Open Access Research

Enhancing access to the Bibliome: the TREC 2004 Genomics Track

William R Hersh1*, Ravi Teja Bhupatiraju1, Laura Ross1, Phoebe Roberts2, Aaron M Cohen1 and Dale F Kraemer1

Author Affiliations

1 Oregon Health & Science University, Portland, OR, USA

2 Biogen Idec Corp., Cambridge, MA, USA

For all author emails, please log on.

Journal of Biomedical Discovery and Collaboration 2006, 1:3  doi:10.1186/1747-5333-1-3

Published: 13 March 2006

Abstract

Background

The goal of the TREC Genomics Track is to improve information retrieval in the area of genomics by creating test collections that will allow researchers to improve and better understand failures of their systems. The 2004 track included an ad hoc retrieval task, simulating use of a search engine to obtain documents about biomedical topics. This paper describes the Genomics Track of the Text Retrieval Conference (TREC) 2004, a forum for evaluation of IR research systems, where retrieval in the genomics domain has recently begun to be assessed.

Results

A total of 27 research groups submitted 47 different runs. The most effective runs, as measured by the primary evaluation measure of mean average precision (MAP), used a combination of domain-specific and general techniques.
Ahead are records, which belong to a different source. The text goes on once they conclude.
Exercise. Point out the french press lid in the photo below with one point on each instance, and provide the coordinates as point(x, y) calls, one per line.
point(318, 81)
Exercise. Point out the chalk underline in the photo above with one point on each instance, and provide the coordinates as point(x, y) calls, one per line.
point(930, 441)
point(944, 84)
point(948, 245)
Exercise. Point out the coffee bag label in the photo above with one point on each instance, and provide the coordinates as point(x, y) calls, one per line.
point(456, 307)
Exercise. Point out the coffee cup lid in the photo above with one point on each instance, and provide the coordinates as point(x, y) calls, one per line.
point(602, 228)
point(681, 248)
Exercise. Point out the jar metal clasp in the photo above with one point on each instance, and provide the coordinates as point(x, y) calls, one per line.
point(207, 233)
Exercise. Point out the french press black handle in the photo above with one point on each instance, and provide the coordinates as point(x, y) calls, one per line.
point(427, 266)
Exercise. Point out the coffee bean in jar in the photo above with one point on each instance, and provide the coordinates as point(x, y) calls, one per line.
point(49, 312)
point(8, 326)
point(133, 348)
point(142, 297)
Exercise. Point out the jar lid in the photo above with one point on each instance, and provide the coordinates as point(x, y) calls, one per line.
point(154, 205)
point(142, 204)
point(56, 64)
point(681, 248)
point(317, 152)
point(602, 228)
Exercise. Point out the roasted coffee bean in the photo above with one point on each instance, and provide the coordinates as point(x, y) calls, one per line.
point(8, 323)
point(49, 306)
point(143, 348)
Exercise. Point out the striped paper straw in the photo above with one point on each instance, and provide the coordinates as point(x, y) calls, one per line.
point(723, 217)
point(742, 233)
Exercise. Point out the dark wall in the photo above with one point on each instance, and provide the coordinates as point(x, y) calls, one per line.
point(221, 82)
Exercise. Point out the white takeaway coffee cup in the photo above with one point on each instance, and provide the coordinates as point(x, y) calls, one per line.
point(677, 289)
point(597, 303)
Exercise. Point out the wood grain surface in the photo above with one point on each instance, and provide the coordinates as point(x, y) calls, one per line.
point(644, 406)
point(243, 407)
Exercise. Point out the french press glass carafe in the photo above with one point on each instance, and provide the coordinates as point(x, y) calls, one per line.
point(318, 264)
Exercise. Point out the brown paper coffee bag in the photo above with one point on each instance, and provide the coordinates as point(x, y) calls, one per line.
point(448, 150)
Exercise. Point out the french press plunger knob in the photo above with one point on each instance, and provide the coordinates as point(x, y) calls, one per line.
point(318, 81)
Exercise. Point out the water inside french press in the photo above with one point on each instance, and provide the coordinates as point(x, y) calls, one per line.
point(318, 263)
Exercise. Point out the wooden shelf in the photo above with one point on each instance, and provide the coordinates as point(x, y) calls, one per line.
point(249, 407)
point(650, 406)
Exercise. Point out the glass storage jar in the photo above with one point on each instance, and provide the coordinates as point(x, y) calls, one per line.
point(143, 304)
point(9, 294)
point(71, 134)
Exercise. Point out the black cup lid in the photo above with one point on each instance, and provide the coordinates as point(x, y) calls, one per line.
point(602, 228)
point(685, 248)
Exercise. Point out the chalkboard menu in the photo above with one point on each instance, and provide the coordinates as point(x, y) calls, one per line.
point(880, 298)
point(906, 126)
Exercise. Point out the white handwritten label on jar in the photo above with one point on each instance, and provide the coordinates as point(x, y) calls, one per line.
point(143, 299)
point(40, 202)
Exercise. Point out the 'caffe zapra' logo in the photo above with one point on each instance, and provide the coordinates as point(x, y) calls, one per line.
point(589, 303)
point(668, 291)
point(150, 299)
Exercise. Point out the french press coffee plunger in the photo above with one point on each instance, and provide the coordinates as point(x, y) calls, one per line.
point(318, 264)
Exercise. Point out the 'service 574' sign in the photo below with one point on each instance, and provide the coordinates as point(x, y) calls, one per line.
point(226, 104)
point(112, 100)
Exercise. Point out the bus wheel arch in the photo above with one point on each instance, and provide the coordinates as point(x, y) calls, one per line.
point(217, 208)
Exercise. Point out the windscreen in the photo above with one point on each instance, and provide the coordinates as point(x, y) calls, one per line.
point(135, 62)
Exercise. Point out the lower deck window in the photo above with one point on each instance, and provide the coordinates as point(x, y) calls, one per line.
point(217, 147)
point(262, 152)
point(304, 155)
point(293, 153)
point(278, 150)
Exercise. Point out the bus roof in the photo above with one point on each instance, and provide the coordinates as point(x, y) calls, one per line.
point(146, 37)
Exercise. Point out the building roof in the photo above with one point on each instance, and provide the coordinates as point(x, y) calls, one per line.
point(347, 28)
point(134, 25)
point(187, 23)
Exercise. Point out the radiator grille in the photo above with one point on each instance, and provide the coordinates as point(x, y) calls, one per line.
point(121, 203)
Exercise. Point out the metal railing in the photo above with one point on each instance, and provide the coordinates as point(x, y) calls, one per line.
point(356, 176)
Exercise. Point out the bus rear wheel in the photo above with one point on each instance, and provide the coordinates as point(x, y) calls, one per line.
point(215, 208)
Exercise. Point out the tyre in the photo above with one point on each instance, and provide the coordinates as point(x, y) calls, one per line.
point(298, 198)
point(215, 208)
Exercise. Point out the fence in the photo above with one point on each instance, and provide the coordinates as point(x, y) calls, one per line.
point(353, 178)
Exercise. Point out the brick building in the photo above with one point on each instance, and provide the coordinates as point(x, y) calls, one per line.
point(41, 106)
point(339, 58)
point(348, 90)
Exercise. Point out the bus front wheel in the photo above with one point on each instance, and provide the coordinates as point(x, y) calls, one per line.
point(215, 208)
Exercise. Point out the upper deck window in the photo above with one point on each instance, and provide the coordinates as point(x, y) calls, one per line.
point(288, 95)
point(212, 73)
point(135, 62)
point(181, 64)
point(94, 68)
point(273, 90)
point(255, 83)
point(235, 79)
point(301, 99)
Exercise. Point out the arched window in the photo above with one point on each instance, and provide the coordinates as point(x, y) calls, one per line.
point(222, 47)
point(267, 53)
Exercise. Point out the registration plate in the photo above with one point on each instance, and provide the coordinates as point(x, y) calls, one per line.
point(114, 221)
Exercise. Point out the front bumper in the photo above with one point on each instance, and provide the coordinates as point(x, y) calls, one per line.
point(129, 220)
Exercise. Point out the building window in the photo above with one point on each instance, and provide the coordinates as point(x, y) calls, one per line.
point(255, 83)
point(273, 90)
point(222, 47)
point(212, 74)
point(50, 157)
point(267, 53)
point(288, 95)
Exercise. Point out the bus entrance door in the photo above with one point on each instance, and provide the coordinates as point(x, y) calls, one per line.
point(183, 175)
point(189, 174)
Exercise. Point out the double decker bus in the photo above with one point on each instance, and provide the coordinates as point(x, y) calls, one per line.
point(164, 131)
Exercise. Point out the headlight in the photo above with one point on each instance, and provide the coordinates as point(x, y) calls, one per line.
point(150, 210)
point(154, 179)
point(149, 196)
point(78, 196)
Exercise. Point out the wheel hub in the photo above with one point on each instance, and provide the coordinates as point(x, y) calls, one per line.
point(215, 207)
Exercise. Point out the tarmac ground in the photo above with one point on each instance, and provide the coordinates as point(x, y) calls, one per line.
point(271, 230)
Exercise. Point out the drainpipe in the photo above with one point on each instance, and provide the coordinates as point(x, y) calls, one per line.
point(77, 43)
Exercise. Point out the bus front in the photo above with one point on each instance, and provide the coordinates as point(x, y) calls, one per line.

The best MAP obtained by any run was 0.4075. Techniques that expanded queries with gene name lists as well as words from related articles had the best efficacy. However, many runs performed more poorly than a simple baseline run, indicating that careful selection of system features is essential.

Conclusion

Various approaches to ad hoc retrieval provide a diversity of efficacy. The TREC Genomics Track and its test collection resources provide tools that allow improvement in information retrieval systems.